Der Antragstellerin steht auch ein Rechtsschutzbedürfnis zur Seite. Zwar kann sie ihre Rechtsposition durch die erstrebte Unwirksamkeit des Bebauungsplans - zunächst - nicht verbessern, weil im Falle einer Unwirksamkeit auch die Festsetzung eines Geh-, Fahr-und Leitungsrecht zur O..straße entfallen würde.
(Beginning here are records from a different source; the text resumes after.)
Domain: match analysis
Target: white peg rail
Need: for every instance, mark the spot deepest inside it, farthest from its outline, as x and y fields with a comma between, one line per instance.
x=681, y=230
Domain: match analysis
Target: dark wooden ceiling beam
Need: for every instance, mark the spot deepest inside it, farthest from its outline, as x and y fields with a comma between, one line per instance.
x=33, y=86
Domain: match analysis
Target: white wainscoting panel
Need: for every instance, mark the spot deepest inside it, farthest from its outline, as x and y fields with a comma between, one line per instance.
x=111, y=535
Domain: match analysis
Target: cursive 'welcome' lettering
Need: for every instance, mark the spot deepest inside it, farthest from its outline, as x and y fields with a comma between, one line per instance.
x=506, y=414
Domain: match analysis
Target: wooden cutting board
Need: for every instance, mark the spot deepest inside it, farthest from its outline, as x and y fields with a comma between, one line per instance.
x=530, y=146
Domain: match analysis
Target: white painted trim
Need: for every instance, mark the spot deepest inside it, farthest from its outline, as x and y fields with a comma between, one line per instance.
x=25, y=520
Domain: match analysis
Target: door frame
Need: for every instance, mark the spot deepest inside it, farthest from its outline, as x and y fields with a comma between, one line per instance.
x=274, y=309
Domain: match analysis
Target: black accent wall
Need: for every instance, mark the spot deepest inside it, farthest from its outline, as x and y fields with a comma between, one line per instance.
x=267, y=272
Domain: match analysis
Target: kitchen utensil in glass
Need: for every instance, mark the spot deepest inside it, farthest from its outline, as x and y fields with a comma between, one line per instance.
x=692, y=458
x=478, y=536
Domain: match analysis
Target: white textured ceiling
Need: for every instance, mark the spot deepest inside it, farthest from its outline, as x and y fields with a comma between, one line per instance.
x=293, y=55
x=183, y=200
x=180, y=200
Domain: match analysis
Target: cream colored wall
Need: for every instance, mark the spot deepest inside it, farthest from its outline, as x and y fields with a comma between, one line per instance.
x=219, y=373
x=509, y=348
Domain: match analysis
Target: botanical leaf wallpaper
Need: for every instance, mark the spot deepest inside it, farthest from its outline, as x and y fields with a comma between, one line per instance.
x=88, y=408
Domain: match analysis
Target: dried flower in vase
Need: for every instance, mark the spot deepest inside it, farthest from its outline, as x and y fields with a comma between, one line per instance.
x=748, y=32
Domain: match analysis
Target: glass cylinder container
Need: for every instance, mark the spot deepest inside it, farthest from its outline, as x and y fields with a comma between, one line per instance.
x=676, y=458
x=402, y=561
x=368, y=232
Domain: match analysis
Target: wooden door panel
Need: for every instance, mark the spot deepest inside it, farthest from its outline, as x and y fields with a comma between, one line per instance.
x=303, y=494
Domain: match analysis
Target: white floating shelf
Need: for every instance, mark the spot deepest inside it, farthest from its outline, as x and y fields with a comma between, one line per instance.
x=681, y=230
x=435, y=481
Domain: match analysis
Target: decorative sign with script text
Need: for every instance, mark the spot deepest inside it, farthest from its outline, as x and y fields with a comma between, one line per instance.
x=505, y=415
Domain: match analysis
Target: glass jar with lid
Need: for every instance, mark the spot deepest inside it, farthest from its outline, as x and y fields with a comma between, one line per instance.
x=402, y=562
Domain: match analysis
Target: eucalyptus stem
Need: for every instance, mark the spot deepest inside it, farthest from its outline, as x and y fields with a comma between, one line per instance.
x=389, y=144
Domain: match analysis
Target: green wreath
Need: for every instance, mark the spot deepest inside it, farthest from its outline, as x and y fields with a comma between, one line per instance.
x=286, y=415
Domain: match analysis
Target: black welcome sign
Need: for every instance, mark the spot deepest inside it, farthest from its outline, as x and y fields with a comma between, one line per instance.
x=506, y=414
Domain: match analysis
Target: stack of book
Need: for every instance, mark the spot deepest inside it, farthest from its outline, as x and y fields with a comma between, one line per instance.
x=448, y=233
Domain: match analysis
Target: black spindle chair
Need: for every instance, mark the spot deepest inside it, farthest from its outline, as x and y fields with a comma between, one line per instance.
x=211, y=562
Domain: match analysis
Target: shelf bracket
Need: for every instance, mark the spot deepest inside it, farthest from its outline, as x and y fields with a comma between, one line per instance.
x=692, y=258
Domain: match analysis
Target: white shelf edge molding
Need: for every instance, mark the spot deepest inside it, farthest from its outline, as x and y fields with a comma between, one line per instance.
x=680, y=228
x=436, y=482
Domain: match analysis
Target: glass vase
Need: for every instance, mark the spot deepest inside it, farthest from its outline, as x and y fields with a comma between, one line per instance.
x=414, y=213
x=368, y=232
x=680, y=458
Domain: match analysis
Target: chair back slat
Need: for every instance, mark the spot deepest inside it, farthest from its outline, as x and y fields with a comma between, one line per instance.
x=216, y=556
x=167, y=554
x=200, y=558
Ein Erfolg des Normenkontrollantrags würde auch nichts an der - bislang - streitigen straßenrechtlichen Öffnung des Weges "..." zum Anlieger- und Gemeingebrauch ändern.

24

Eine Verbesserung der Rechtsstellung der Antragstellerin infolge einer Unwirksamkeit des angegriffenen Bebauungsplans tritt aber insofern ein, als - danach - der vorherige Bebauungsplan Nr. 9 H. - und das darin für den Weg "..." auf Gesamtlänge festgesetzte Geh- Fahr- und Leitungsrecht wieder "aufleben". Dies belegt die in der mündlichen Verhandlung vorgelegte Original-Planzeichnung jenes Plans (Anlage zum Protokoll, Bl. 109 d. A.). Unabhängig davon ergibt sich ein - anzuerkennendes - Rechtsschutzbedürfnis der Antragstellerin auch daraus, dass die Antragsgegnerin - im Falle einer Unwirksamkeit des angegriffenen Bebauungsplans - bei einer Neuplanung das "Erschließungsproblem" in einer rechtssicheren Weise und - damit - auch für die Antragstellerin verlässlichen Weise lösen müsste. Nachdem entlang des Weges "..." (weiterhin) intensive und hochwertige Wohnbebauung zugelassen werden soll, besteht hinsichtlich der Erschließung der Baugrundstücke objektiv ein Planungserfordernis im Sinne von § 1 Abs. 3 BauGB (vgl. BVerwG, Beschl. v. 23.09.1997, 4 BN 17.97, NVwZ 1998, 613). In einem solchen Fall genügt es für das Rechtsschutzinteresse, "wenn - im Sinne einer tatsächlichen Prognose - zu erwarten ist, dass die Gemeinde einen neuen Bebauungsplan mit möglicherweise für den Antragsteller günstigeren Festsetzungen aufstellen wird", es sei denn, die Antragstellerin hätte keinerlei reale Chance, ihr eigentliches Ziel zu erreichen (BVerwG, Urt. v. 23.04.2002, 4 CN 3.01, NVwZ 2002, 1126 mit Hinw. auf Beschl. vom 17.12.1992, 4 N 2.91, DVBI 1993, 444/445 und Beschl. vom 25.05.1993, 4 NB 50.92, NVwZ 1994, 268).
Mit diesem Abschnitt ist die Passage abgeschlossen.